Tag Archives: san

HPE 3PAR OS updates that fix VMware VAAI ATS Heartbeat issue

Customers that use HPE 3PAR StoreServs with 3PAR OS 3.2.1 or 3.2.2 and VMware ESXi 5.5 U2 or later, might notice one or more of the following symptoms:

  • hosts lose connectivity to a VMFS5 datastore
  • hosts disconnect from the vCenter
  • VMs hang during I/O operations
  • you see the messages like these in the vobd.log or vCenter Events tab

  • you see the following messages in the vmkernel.log

Interestingly, not only HPE is affected by this. Multiple vendors have the same issue. VMware described this issue in KB2113956. HPE has published a customer advisory about this.

Workaround

If you have trouble and you can update, you can use this workaround. Disable ATS heartbeat for VMFS5 datastores. VMFS3 datastores are not affected by this issue. To disable ATS heartbeat, you can use this PowerCLI one-liner:

Solution

But there is also a solution. Most vendors have published firwmare updates for their products. HPE has released

  • 3PAR OS 3.2.2 MU3
  • 3PAR OS 3.2.2 EMU2 P33, and
  • 3PAR OS 3.2.1 EMU3 P45

All three releases of 3PAR OS include enhancements to improve ATS heartbeat. Because 3PAR OS 3.2.2 has also some nice enhancements for Adaptive Optimization, I recommend to update to 3PAR OS 3.2.2.

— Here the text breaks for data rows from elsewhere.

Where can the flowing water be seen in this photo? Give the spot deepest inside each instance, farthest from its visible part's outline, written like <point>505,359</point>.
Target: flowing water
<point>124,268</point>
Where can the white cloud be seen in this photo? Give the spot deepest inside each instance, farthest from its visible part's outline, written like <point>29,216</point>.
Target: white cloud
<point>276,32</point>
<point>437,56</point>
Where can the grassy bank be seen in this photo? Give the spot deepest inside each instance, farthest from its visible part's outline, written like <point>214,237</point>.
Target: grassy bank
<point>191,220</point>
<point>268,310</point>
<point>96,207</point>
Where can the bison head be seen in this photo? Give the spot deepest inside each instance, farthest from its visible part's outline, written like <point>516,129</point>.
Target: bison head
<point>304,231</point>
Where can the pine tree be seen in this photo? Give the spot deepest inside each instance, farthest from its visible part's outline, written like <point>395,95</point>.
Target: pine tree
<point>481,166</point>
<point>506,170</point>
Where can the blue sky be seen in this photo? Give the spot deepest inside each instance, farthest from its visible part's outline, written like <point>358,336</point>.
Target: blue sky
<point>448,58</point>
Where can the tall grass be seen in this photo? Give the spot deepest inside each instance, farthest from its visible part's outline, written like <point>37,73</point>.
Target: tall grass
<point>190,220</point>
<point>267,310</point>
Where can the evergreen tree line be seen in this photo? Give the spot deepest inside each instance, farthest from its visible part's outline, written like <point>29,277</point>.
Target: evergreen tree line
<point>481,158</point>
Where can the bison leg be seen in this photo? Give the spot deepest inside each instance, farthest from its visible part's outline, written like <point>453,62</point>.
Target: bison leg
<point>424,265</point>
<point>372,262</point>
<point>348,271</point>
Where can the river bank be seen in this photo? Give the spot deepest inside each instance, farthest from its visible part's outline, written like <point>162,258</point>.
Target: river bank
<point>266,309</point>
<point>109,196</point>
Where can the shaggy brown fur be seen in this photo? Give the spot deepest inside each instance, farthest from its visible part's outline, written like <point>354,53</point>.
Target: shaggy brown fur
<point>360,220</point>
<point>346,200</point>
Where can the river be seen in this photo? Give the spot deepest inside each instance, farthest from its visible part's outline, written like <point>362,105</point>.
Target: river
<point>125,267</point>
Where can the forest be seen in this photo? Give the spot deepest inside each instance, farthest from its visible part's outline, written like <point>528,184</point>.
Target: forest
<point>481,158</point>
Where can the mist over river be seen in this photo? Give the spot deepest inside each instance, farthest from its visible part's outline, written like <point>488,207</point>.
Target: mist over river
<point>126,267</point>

HPE StoreVirtual – Managers and Quorum

HPE StoreVirtual is a scale-out storage platform, that is designed to meet the needs of virtualized environments. It’s based on LeftHand OS and because the magic is a piece of software, HPE StoreVirtual is available as HPE ProLiant/ BladeSystem-based hardware, or as Virtual Storage Appliance (VSA) for VMware ESXi, Microsoft Hyper-V and KVM. It comes with an all-inclusive enterprise feature set. This feature set provides

  • Storage clustering
  • Network RAID
  • Thin Provisioning (with support for space reclamation)
  • Snapshots
  • Asynchronous and synchronous replication across multiple sites
  • Automated software upgrades and self-healing storage
  • Adaptive Optimization (Tiering)

The license is alway all-inclusive. There is no need to license individual features.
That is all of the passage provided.